Nach Filmen wie „Brokeback Mountain“ (2005), „Call Me by Your Name“ (2017) oder „Supernova“ (2020) ist „Hör auf zu lügen“ ein weiteres Beispiel für eine gleichgeschlechtliche Liebesgeschichte, die auf eine Weise erzählt wird, die universell berührt.
Im Mittelpunkt steht der Erfolgsautor Stéphane Belcourt, der eher widerwillig die Einladung eines Cognac-Herstellers annimmt, zu dessen 200-jährigem Jubiläum als Redner aufzutreten. Aber schließlich war er seit Jahrzehnten nicht mehr in seiner Heimatstadt. Kaum angekommen, holen ihn die Erinnerungen ein.
Bei aller Dramatik kommt die Komik nicht zu kurz. Die Wahrheit hinter all den Lebenslügen fügt der französische Regisseur Olivier Peyon in seinem Film wie Puzzlestücke aus Gegenwart und Vergangenheit aneinander.
KURIER: Philippe Besson ist an sich schwer zu verfilmen. Wegen der vielen Zeitsprünge und auch wegen der Länge der Geschichte. Was hat Sie daran fasziniert?
Philippe Peyon: Im Buch nimmt die Liebesgeschichte von Stéphane und Thomas in deren Jugendjahren den größten Raum ein. Mich hat aber die Beziehung zwischen dem schon älteren Stéphane und Lucas, dem Sohn von Thomas, mehr interessiert. So eine Geschichte wurde noch nie erzählt und das fand ich originell. Er ist aus meiner Sicht am meisten betroffen von der Lebenslüge seines Vaters.

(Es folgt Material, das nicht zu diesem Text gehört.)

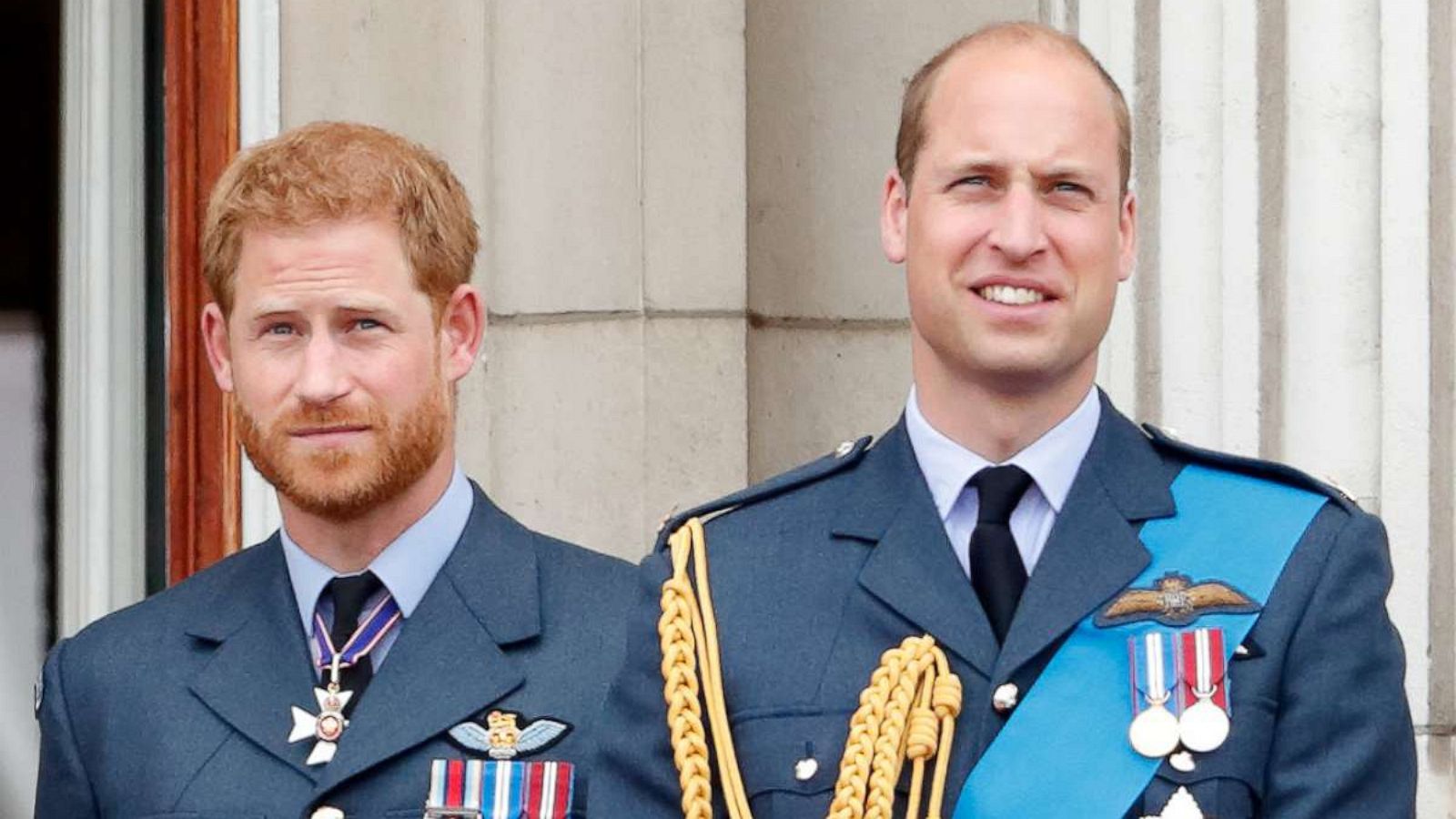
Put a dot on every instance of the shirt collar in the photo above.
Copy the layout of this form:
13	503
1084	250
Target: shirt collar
1052	460
407	567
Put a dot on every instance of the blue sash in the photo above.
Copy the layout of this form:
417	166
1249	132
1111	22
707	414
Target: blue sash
1065	749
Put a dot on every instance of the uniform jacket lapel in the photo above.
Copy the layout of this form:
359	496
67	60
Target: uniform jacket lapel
1092	551
259	665
448	662
912	567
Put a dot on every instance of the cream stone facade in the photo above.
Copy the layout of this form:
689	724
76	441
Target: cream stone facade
681	251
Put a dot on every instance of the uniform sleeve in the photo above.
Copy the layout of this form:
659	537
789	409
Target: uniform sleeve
633	774
62	789
1343	739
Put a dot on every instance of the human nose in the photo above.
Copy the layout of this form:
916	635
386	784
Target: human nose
324	378
1018	232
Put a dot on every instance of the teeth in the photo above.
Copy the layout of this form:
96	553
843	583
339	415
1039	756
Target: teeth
1008	295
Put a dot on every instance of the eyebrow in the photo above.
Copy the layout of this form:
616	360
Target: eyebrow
276	309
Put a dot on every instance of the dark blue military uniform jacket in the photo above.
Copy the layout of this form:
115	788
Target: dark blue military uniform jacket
817	571
179	705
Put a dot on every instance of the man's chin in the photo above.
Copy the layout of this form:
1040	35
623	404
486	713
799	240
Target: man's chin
339	503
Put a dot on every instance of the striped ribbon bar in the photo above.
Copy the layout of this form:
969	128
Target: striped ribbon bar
487	789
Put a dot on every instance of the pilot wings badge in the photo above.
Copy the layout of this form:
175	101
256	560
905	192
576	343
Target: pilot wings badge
1176	599
502	738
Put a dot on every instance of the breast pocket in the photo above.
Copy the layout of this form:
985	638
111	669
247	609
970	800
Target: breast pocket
790	760
1229	782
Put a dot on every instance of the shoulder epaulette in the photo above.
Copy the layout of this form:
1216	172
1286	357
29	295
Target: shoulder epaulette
1247	465
844	457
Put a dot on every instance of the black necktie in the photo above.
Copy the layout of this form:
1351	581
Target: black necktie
996	570
349	595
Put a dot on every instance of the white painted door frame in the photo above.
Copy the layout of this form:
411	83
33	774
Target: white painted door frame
102	314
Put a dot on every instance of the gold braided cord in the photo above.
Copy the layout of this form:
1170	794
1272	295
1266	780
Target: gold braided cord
907	712
684	719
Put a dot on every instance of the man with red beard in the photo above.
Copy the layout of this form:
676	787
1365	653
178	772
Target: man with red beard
399	644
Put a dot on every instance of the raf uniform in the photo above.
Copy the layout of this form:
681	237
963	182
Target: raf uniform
179	705
817	571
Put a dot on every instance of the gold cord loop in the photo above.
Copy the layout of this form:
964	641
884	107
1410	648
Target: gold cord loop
907	712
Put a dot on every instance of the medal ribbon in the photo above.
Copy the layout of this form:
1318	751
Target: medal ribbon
1150	672
491	789
1201	652
1072	726
364	639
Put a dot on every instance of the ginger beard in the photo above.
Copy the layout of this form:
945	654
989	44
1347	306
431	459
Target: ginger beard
344	482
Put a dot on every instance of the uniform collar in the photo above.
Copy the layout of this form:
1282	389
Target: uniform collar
407	566
1052	460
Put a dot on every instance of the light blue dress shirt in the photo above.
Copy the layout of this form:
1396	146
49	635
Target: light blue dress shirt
1052	460
407	567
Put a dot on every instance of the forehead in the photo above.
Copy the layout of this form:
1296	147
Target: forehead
1026	98
324	258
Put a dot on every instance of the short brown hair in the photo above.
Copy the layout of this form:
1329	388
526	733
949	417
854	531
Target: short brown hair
917	91
339	171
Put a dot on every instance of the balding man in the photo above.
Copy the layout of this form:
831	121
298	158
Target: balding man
1016	603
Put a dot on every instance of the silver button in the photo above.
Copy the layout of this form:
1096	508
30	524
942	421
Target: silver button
1005	697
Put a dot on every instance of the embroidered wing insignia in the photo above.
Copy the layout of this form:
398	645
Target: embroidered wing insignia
1177	601
502	738
539	734
472	736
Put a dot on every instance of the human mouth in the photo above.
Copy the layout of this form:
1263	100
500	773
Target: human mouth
328	435
1009	295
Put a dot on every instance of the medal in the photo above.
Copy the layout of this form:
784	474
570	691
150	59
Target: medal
1203	724
328	724
1155	729
1181	804
500	789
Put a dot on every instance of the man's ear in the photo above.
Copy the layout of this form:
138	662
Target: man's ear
893	207
1127	227
462	331
215	339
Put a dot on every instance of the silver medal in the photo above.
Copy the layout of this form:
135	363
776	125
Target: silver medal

Er ahnte immer, dass er nicht das war, was man ein „Kind der Liebe“ nennt. Sein Schicksal ist daher auch universeller, denn er stellt sich Fragen, die sicher auch jedes Scheidungskind bewegen. Als ich das Drehbuch zu schreiben begann, nahm ich Kontakt zu Philippe Besson auf. Er war einverstanden. Was er jetzt über den fertigen Film denkt, weiß ich nicht. Ich habe nichts mehr von ihm gehört. (lacht)
Warum hat Sie das Thema gereizt? Wollen Sie, dass junge Menschen aus der ja nicht so weit zurückliegenden Geschichte lernen und wachsam bleiben?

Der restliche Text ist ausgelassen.